Am 13.04.2017 wurde der BF dann bedingt auf eine Probezeit von drei Jahren aus seiner Strafhaft entlassen. Die verhängte Probezeit von drei Jahren ist demnach noch aufrecht.

Nach Haftentlassung am 13.04.2017 ist der BF wieder in die Schweiz gereist und seither dort wohnhaft.

2. Beweiswürdigung:

2.1. Zum Verfahrensgang:

Der oben angeführte Verfahrensgang und Sachverhalt ergeben sich aus dem diesbezüglich unbedenklichen und unzweifelhaften Akteninhalt des vorgelegten Verwaltungsaktes der belangten Behörde sowie des vorliegenden Gerichtsaktes des BVwG.

2.2. Zur Person des BF und seinen individuellen Verhältnissen:

2.2.1. Soweit in der gegenständlichen Rechtssache Feststellungen zur Identität (Namen, Geburtsdatum) und Staatsangehörigkeit des BF getroffen wurden, beruhen diese auf den im angefochtenen Bescheid getroffenen Feststellungen und den vom BF vorgelegten Identitätsdokument.

2.2.2. Die im Juli 2014 in Mazedonien erfolgte Eheschließung des BF mit einer österreichischen Staatsbürgerin ergab sich aus einer Eintragung im Zentralen Melderegister.

2.2.3. Die Feststellungen zu den Wohnsitzmeldungen des BF, seiner Ehegattin und ihrer gemeinsamen Tochter beruhen auf diese Personen betreffenden Auszügen aus dem Zentralen Melderegister. Dass der BF bereits während aufrechter Wohnsitzmeldung im Bundesgebiet im September 2015 eine Wohnsitzadresse in der Schweiz hatte, beruht auf einer dem Verwaltungsakt einliegenden "Personeninformation des Bundesministeriums für Inneres" über die Personendaten des BF mit Stand "14.09.2015" (AS 7).

2.2.4. Die Feststellungen zur Erwerbstätigkeit des BF und seiner Ehegattin beruhen auf einem AJ WEB-Auskunftsverfahrensauszug. Dass der BF von 2012 bis 2014 gewerblich selbstständig war, ergibt sich nicht nur aus diesem Auszug, sondern auch aus einem eingeholten Firmenbuchauszug, in welchem der BF im Zeitraum von 2012 bis 2014 als Geschäftsführer einer Firma aufscheint. Dass er von 02.09.2009 bis 16.03.2016 zusammen mit seiner Ehegattin und Tochter und allein noch bis Ende Mai 2016 seinen Hauptwohnsitz an der Adresse seiner ehemaligen Firma hatte, ergab sich aus einer Zusammenschau der Auszüge aus dem Zentralen Melderegister und dem Firmenbuch. Die vom BF in seiner Beschwerde dargelegten finanziellen Schwierigkeiten als gewerblich Selbstständiger waren aus einer im Firmenbuch eingetragenen im Juli 2014 begonnenen und Anfang September 2016 abgeschlossenen Liquidation der Firma ersichtlich.

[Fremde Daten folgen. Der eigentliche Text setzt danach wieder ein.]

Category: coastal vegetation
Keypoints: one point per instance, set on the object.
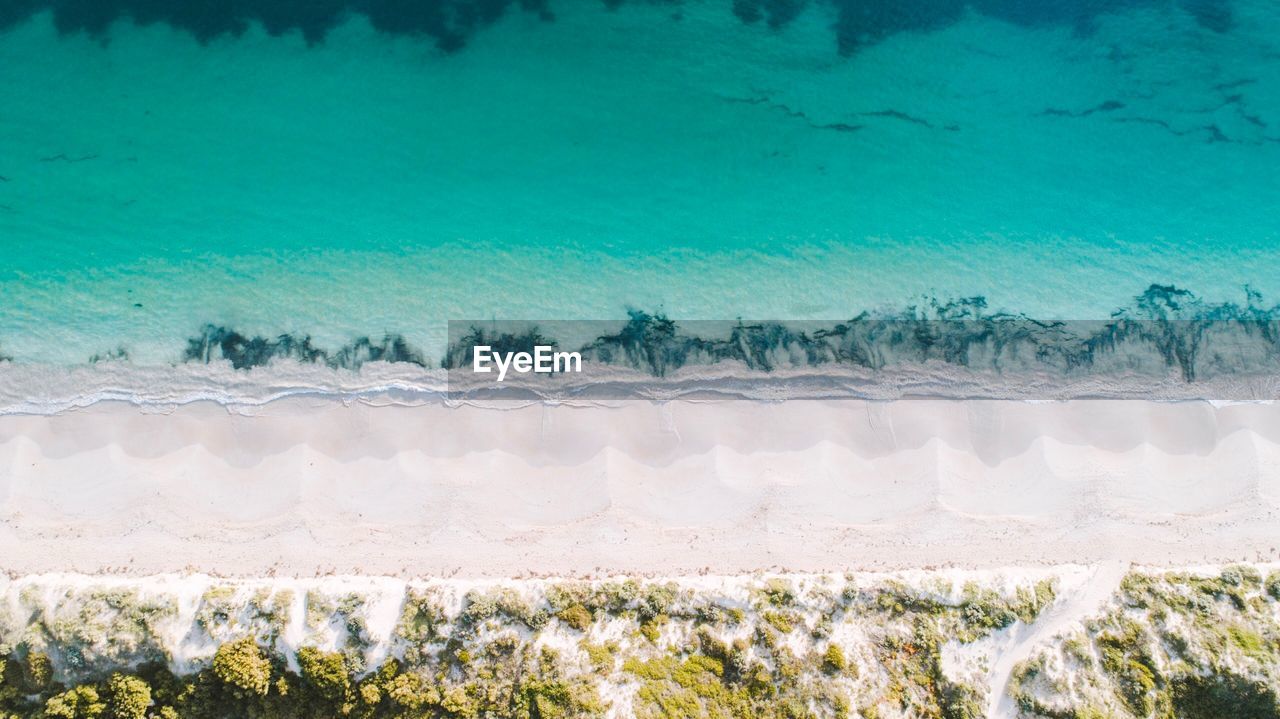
(1166, 645)
(821, 646)
(1170, 646)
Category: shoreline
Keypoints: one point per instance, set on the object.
(32, 389)
(307, 488)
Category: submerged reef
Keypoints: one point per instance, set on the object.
(855, 23)
(243, 352)
(1166, 331)
(749, 647)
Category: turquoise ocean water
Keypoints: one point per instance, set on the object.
(652, 155)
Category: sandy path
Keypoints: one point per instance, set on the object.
(1063, 616)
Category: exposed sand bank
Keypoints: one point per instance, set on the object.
(310, 486)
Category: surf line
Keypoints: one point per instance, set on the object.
(543, 360)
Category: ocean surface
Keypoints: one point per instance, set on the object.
(371, 169)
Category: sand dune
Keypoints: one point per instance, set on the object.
(305, 486)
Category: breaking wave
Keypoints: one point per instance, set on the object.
(1166, 344)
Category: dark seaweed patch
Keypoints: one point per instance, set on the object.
(1165, 331)
(452, 22)
(218, 343)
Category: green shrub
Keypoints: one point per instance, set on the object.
(128, 697)
(833, 659)
(80, 703)
(576, 617)
(327, 672)
(242, 665)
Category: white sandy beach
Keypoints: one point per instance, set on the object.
(309, 486)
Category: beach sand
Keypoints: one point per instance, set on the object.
(310, 486)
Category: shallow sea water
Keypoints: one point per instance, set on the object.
(664, 158)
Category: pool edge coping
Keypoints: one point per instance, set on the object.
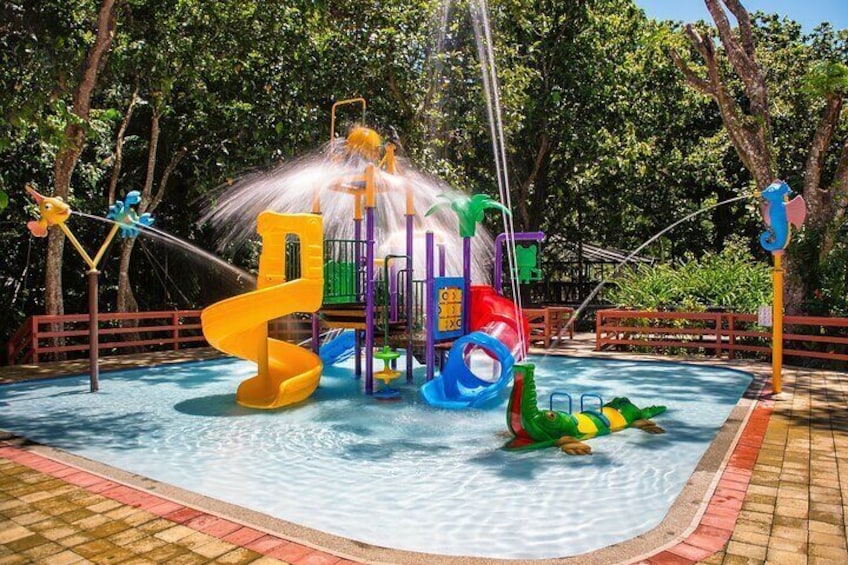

Dass der BF sich bereits während laufender Liquidation seiner Firma in Österreich in der Schweiz nach Arbeit umsah, ergibt sich aus seiner nachweislich bereits im September 2015 bestehenden Wohnsitzmeldung dort. Dass er während noch aufrechter bis Ende Mai 2016 aufrechter Hauptwohnsitzmeldung im Bundesgebiet bereits ab Anfang Mai 2016 einer Beschäftigung bei einer näher angeführten Firma in der Schweiz nachgegangen ist, beruht auf seinem diesbezüglich glaubwürdigen Beschwerdevorbringen.

2.2.5. Dass die Ehegattin des BF, eine österreichische Staatsbürgerin, nach ihrer Wohnsitzabmeldung in Österreich am 16.03.2016 und der Beendigung ihres letzten Arbeitsverhältnisses Ende April 2016 in die Schweiz gereist ist und sich seither dort aufhält, war aus einer Zusammenschau der Auszüge aus dem Zentralen Melderegister und dem AJ WEB-Auskunftsverfahrensauszug mit dem glaubhaften Vorbringen in schriftlicher Stellungnahme des BF vom 19.10.2016 und gegenständlicher Beschwerde von März 2017 ersichtlich.

2.2.6. Dass der BF im Bundesgebiet noch Verwandte hat, ergab sich aus seinen glaubhaften Beschwerdeangaben, in Österreich seine Schwiegereltern und Cousins zu haben.

2.2.7. Dass der BF im Bundesgebiet einen immer wieder verlängerten Aufenthaltstitel als Familienangehöriger hatte und nunmehr im Besitz eines von 23.12.2015 bis 23.12.2018 gültigen Aufenthaltstitels mit dem Aufenthaltszweck "Familienangehöriger" ist, ergab sich aus einem Fremdenregisterauszug.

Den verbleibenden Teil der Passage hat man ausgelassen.